Garland: Confronting hate crimes is DOJ's 'legal and ... moral obligation'

Attorney General Merrick Garland, speaking in Buffalo, N.Y., after meeting with the families of the victims of the Buffalo mass shooting, affirmed the Justice Department’s commitment to combat hate crimes. He made the remarks after the DOJ announced that federal hate crime charges had been filed against the alleged shooter in the May 14 supermarket massacre in which 10 people were killed, all of whom were Black, and another three wounded.

Video transcript

MERRICK GARLAND: Hate-fueled acts of violence terrorize not only the individuals who are attacked, but entire communities. Hate brings immediate devastation and it inflicts lasting fear. At the Justice Department, we view confronting hate crimes as both our legal and our moral obligation.
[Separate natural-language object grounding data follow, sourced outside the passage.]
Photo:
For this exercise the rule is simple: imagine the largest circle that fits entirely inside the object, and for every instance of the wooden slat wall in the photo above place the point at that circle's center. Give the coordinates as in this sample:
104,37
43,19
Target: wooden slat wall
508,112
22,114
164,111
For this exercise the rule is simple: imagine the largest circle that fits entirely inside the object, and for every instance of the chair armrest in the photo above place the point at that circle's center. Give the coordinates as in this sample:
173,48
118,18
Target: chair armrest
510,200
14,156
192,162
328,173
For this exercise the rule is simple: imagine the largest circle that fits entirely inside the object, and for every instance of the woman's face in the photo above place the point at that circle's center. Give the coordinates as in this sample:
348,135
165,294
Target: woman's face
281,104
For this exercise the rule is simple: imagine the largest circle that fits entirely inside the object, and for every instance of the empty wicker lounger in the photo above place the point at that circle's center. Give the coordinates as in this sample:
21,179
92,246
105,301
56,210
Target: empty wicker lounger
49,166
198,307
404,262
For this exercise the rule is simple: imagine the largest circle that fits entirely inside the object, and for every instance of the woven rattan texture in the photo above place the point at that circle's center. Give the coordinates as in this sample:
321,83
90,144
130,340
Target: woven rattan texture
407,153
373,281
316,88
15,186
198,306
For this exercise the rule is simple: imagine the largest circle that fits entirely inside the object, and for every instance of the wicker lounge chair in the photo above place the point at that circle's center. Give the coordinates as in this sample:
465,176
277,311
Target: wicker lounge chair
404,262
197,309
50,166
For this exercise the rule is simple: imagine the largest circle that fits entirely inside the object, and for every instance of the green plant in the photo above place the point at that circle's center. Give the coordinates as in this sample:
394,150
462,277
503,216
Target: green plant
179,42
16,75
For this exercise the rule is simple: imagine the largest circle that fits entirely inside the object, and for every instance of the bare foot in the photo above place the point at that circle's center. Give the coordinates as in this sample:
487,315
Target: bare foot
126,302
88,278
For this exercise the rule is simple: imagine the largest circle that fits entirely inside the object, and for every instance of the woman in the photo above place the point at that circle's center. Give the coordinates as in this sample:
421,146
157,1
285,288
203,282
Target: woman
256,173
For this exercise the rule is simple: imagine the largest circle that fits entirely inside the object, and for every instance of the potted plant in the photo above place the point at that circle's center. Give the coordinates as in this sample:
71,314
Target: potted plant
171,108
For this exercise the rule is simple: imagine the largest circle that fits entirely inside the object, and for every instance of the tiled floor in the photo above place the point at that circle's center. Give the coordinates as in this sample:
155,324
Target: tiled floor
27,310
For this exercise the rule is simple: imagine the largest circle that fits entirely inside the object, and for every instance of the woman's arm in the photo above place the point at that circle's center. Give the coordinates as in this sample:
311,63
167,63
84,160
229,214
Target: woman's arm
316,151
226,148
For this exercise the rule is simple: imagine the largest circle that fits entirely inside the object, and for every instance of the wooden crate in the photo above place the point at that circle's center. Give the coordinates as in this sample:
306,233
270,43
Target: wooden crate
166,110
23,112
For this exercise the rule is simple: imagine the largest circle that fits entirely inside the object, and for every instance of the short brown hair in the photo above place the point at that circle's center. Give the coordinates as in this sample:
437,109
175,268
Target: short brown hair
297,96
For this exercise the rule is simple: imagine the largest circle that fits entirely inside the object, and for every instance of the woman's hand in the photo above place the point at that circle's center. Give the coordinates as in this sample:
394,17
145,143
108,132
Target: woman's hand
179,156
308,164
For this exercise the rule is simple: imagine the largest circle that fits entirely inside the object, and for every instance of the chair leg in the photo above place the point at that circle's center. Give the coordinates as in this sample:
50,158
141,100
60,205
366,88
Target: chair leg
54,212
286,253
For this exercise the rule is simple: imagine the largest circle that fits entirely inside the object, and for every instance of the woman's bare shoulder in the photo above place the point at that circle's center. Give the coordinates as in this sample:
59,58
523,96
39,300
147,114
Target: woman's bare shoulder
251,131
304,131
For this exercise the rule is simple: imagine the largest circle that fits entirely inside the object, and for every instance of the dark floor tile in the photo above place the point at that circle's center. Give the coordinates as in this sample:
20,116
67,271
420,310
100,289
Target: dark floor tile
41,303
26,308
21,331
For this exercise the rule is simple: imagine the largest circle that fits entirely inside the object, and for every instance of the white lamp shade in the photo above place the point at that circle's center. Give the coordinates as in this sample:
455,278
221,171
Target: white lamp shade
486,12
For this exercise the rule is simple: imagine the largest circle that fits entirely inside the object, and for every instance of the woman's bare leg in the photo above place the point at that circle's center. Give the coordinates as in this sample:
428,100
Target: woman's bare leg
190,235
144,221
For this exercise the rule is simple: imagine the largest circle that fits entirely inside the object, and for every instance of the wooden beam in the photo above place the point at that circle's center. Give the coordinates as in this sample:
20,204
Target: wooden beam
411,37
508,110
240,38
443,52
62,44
The Justice Department was founded more than 150 years ago with the first principle task of protecting Black Americans and our democracy from white supremacist violence. Today, we approach that task with the same degree of urgency as we did then. We fully recognize the threat that hatred and violent extremism pose to the safety of the American people and American democracy.

We will be relentless in our efforts to combat hate crimes, to support the communities terrorized by them, and to hold accountable those who perpetrate them. No one in this country should have to live in fear that they will go to work or shop at a grocery store and will be attacked by someone who hates them because of the color of their skin, someone who commits that act because he subscribes to the vile theory that only people like him belong in this country. And no one in this country should have to bury a loved one because of such hate.